Here are those methods
Use lodash.throttle on a method which does an ajax call so that multiple clicks in quick succession don't create multiple calls.
Use lodash.debounce on a method so that ajax is only called once a user hasn't done any activity for a bit. This is how I'm doing semi-realtime updates of text fields on change.
Dispatch an "is updating" message to stores when the action is first called and then dispatch a "done" message when the ajax call returns. Do stuff like disabling input on the initial message and then re-enable on the second.
The third method seems to be the best in terms of functionality since it allows you to make the user interface reflect exactly what's going on, but it's also incredibly verbose. It clutters absolutely everything up with tons of extra state, handler methods, etc...

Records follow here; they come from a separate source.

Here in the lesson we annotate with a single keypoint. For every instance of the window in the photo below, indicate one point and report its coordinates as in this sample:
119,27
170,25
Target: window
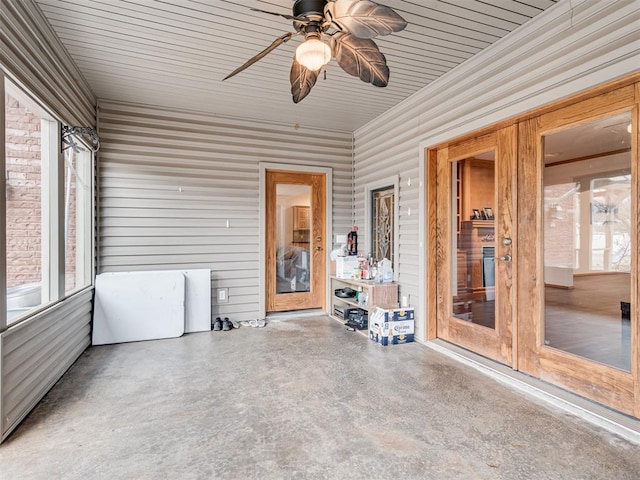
48,203
77,218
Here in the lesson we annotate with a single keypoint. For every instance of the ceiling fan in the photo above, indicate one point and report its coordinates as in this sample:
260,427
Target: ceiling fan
349,27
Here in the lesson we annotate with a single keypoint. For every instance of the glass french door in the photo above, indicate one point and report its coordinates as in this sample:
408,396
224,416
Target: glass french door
294,240
475,237
578,285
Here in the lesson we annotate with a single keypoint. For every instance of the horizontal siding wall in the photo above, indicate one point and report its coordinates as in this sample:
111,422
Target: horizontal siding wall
170,181
32,55
569,48
37,352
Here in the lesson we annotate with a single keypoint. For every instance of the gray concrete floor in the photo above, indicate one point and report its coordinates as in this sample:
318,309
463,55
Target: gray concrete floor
300,398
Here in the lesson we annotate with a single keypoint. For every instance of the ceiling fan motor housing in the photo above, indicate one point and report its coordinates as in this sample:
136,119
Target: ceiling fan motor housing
305,8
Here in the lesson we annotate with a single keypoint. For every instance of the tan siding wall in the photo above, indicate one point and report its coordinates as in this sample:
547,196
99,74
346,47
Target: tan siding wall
169,182
36,353
567,49
34,56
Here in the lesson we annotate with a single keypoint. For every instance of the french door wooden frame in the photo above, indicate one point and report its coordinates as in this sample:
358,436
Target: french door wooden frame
496,343
605,384
520,342
315,297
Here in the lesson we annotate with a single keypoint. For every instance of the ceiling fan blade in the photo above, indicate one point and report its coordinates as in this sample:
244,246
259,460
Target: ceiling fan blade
361,58
364,18
302,80
277,42
288,17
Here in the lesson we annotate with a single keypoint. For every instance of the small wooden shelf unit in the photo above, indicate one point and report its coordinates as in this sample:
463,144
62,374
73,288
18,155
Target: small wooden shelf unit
378,295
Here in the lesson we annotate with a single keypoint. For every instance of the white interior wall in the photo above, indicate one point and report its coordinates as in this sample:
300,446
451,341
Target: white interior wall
569,48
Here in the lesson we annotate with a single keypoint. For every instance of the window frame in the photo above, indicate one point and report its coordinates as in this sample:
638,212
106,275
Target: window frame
53,242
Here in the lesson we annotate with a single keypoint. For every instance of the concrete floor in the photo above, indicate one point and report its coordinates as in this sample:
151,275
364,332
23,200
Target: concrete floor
301,398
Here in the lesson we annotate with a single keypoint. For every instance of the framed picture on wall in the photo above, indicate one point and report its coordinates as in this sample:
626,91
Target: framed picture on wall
488,213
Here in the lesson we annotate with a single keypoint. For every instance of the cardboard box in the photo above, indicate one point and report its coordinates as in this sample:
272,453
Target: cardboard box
392,326
345,266
399,314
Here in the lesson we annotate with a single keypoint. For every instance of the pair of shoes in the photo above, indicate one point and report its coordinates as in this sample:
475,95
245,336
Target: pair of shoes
254,323
221,324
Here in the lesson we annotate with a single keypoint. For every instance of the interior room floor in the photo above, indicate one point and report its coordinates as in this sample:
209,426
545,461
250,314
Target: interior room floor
299,398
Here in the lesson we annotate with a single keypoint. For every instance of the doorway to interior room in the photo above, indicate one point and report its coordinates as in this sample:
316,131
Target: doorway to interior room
295,234
535,241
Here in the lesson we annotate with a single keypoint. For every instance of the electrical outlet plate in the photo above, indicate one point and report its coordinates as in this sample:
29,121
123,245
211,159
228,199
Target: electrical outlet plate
223,295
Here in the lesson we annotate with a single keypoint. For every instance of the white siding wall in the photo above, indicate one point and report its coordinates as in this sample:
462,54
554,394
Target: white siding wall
37,352
170,181
569,48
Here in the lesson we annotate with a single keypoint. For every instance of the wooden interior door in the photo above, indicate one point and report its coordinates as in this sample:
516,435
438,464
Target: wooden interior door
475,292
295,240
571,354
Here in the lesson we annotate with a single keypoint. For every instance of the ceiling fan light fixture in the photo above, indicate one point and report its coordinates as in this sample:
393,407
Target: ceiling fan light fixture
313,53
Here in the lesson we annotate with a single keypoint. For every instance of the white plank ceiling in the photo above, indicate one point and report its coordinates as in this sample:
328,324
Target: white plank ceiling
175,53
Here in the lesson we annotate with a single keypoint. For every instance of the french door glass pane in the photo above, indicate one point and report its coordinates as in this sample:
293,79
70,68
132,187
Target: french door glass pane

I don't feel like any of these methods are really idiomatic. What is?
Hal is pretty much correct. Dispatching multiple messages is the Fluxiest way to go.
However, I would be wary of dispatching an IS_UPDATING message. This makes reasoning about your code harder because for each AJAX action you're dispatching several actions at once.
The idiomatic solution is to split your AJAX "actions" (action-creator-actions) into three dispatched actions: MY_ACTION, MY_ACTION_SUCCESS, MY_ACTION_FAILURE, handling each instance appropriately, and tracking "pending-ness" along the way.
For example:
// MyActionCreator.js
// because this is in a closure, you can even use the promise
// or whatever you want as a sort of "ID" to handle multiple
// requests at one time.
postMessage() {
dispatch('POST_MESSAGE', { ... } );
api.slowMessagePostingAjaxThingy().then(
(success) => { dispatch('POST_MESSAGE_SUCCESS', { ... }); },
(failure) => { dispatch('POST_MESSAGE_FAILURE', { ... }); }
);
}
// MyStore.js
on('POST_MESSAGE', (payload) => { /* do stuff */ });
on('POST_MESSAGE_SUCCESS', (payload) => { /* handle success */ });
on('POST_MESSAGE_FAILURE', (payload) => { /* handle failure */ });
This gives you several benefits over your alternate solutions:
Your store is exclusively in control of whether an item is pending or not. You don't have to worry about changing UI state on actions in your UI code: you can have your UI look exclusively to a pending property of your store for truth. This is probably the biggest reason for using Flux over MVC systems.
You have a clean interface for taking your actions. It's easy to reason about and easy to attach other stores to this data (if you have a LatestMessageStore or something, it's easy to subscribe to these events). This is the benefit over using IS_UPDATING as Hal suggested.
You save your lodash calls for when they semantically make sense— like when you may be inundated with legitimate data (a text field).
You can easily switch between optimistic updates (change the store when POST_MESSAGE is called) or pessimistic updates (change the store on POST_MESSAGE_SUCCESS).
I would argue that the third method is the correct way, but I don't find it to be verbose. A lot of React code that I see written sort of misses the spirit of React with its idea of very small, composable components. When large monolithic components are created, yes, things can get very messy.
But if the button in question is its own component, then it can take care of rendering based on its state. When a user clicks the button, the state of just that component changes -- and it renders it in a way that it can't be clicked again.
Once the store has notified that component that it has changed, the component can set its state back -- and with it, re-render itself.
It's a pretty straight-forward process; it just requires thinking about pages as a collection of small, composable units.